I've been without internet for a few days, doing tourist things and enjoying the weather, so this is the first post.

---

Whenever I go to a new place, I'm overloaded by differences between where I am and where I've come from. Inevitably, I'm drawn to the uncanny rather than the overtly unfamiliar. At first the feeling is one of recognition, but then, as I begin to understand what I'm looking at, dislocation creeps in.


This is near Modelarnia, the project space in which we will be exhibiting. 'Slayer!' I shouted, when I saw it.

I asked whether Slayer had ever played in Gdańsk, and Marta said they hadn't. Apparently an artist had painted it for a project that no one could remember.

Here is Slayer guitarist Kerry King playing with Pantera, a few weeks before Dimebag Darrel was murdered on stage...


Around the corner from this building I found this warning sign.


Which is pretty much a ready made thrash metal logo.

It's funny, because Roma was saying that the first thing she noticed when she moved to the UK was our obsession with health and safety, but when we were investigating the shipyards, we found this warning sign.


It is an old health and safety sign from the Communist era. It has pictures of goggles, gloves and a hard hat, and the text says something like, "without these, accidents can happen". Which is quite similar to this.


Although, a little more home made.

---

More graffiti from the shipyard.


Not quite sure what they meant by this, maybe that we must never forget our own mortality, and that the utopias offered by political ideologues ignore our essential humanity, or maybe it just looked cool.

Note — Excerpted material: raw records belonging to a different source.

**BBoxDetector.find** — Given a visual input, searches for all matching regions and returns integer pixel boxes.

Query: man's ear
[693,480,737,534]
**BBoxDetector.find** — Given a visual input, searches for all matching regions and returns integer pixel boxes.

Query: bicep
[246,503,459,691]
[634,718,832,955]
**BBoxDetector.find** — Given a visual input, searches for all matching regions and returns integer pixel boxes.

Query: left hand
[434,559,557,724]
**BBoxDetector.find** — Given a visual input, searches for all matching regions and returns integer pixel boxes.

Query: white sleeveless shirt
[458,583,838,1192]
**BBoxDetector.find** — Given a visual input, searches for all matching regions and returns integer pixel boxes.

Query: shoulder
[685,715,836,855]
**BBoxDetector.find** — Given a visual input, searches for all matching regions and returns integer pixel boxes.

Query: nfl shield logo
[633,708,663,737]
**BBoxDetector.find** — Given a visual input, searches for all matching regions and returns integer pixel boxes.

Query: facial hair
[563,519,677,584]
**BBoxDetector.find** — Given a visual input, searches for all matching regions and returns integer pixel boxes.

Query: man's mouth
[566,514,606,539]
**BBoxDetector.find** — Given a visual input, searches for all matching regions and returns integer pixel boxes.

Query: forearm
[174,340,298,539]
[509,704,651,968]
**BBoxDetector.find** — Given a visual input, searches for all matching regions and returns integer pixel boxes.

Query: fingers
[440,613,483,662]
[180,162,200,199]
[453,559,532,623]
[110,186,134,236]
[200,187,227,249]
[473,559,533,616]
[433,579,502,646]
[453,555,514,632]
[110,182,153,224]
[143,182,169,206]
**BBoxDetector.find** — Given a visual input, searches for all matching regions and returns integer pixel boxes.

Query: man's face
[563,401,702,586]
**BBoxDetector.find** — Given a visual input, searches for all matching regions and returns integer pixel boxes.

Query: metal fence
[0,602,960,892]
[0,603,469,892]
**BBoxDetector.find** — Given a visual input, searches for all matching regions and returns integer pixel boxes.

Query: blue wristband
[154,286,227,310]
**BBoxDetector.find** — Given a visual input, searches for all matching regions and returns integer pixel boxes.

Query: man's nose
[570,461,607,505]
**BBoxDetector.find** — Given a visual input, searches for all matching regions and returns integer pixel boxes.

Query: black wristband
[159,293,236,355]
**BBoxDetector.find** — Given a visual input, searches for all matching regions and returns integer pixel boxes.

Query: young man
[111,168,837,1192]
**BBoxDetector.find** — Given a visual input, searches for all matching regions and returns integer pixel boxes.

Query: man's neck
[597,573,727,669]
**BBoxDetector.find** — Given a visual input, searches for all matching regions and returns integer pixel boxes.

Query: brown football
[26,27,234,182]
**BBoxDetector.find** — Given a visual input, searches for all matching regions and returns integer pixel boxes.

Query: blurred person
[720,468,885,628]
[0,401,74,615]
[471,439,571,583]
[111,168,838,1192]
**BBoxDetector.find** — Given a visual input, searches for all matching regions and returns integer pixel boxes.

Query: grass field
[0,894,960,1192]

And here is a nice one from Puck, 'WELCOME to HEEL'. There is a place called Hel near Gdańsk, though I don't this is what they're talking about.

Hi Ronaldo.

On the same wall there was this


Actually, it was all over the walls. It means '21 x yes' in English, and it refers to the 21 demands of Solidarność, the trade union based in the shipyards of Gdańsk. More about them in a future post, but as far as I can tell, this graffito is a celebration of the success of Solidarność, which eventually went on to form a coalition government in the democratic elections of 1990.

I picked up a copy of the demands, and what's interesting is that most of the demands are pretty standard - extra pay for shift work, maternity leave, etc. Nowhere does it call for democracy or free elections. Solidarność are famous because their strike action is linked to the collapse of Communism, but the '21 x Tak' graffiti suggests that their relevance to contemporary Poland might be more to do with their practical demands than revolutionary change

---
And, one more, this time from Stansted airport. A nihilistic warning sign.